At no point in the instructions is the object of the game explained. Having played it for about four hours now, I believe that the goal is to have the experience of wandering through this medieval city, opening doors, exploring streets and rooms, and meeting the inhabitants. The things I pick up may help me on my way. If I penetrate a palace or inner temple, I may find something of great interest, but now I am wandering through rag-and -bone shops on the southern outskirts.
The game is visually beautiful. The colors and drawings evoke a cross between Japanese medieval art and the stylized characters of modern "Japanimation" feature -length cartoons. There is mood music - sometimes soothing, sometimes discordant and alarming. Sometimes the characters sing or chant.
This form of interactivity creates a reverie state that's a seductive cross between going to the movies, and exploring an unfamiliar city. I love to walk city streets - exploring London has been my obsession for years - and I never think much about where I'm going. I walk up this street and down that, finding places I didn't know I was looking for. "Cosmology of Kyoto" creates the same kind of experience, and is curiously absorbing; at some level, I am not playing a CD-ROMbased computer game, but venturing down the threatening, promising streets of an unknown city.

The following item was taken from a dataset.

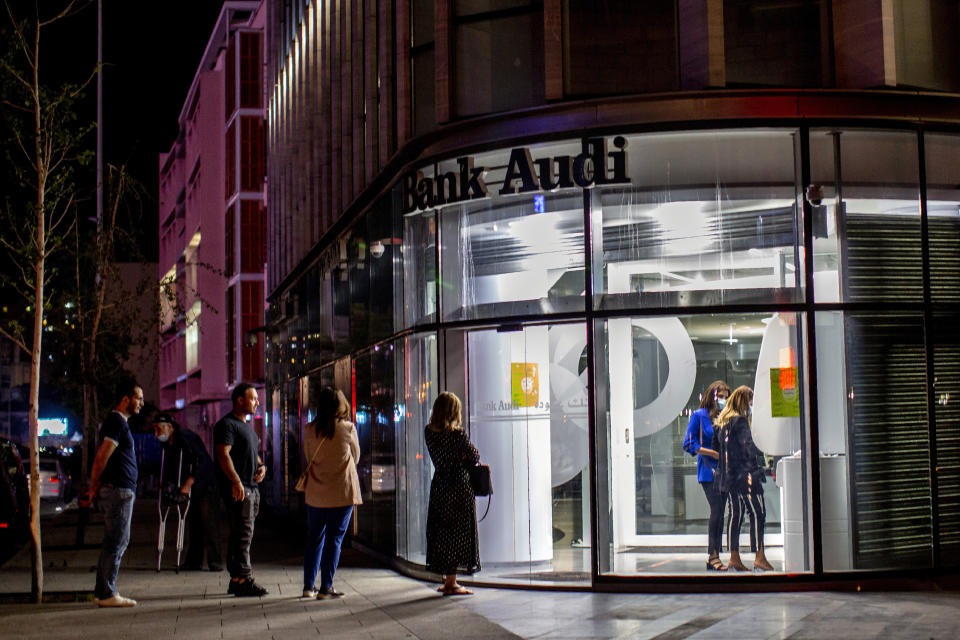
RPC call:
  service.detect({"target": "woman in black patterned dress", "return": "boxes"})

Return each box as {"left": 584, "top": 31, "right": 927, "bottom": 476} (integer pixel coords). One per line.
{"left": 425, "top": 391, "right": 480, "bottom": 595}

This kind of interactivity interests me a great more than the kind of computer games where you bop enemies on the head, fry your opponents, and shoot your way through to some kind of treasure. One of the pleasures of "Cosmology of Kyoto" (and of "Myst," a current best-seller, which I also have sampled) is that you devise the rules as you go along. The game informs you how to move among its images, and then leaves the rest up to you. There are clues and discoveries that help you decide what to do next, but in general, you are a traveler in a strange land.
Because computer games are computer-generated, of course there is no problem in creating countless scenarios, locations and actions. The clock isn't ticking on a Hollywood movie production schedule. I have no idea how many different houses, rooms, characters and sitations there are in "Cosmology of Kyoto," but so far I have explored only one small quarter of the city, and failed to exhaust its resources. There is the delicious sense that possibilities multiply without limit.
One key difference between interactive movies and games is that we expect movies to be linear - to tell a story. Every time an interactive movie reaches a branch in its story trail, each choice eliminates all of the others. A game like "Cosmology of Kyoto" does not tell a story, and seemingly does not have a plot. It is more about curiosity and unshaped explorings.
My feeling is that the two art forms really have little in common, except perhaps for the invitations they issue for us to enter their worlds. When we go to the movies, we enter into the experience of the characters. In some way, we become them. When we play an interactive game, we are the central character, and we determine our own experience.
I like both feelings. It is important not to confuse one with the other.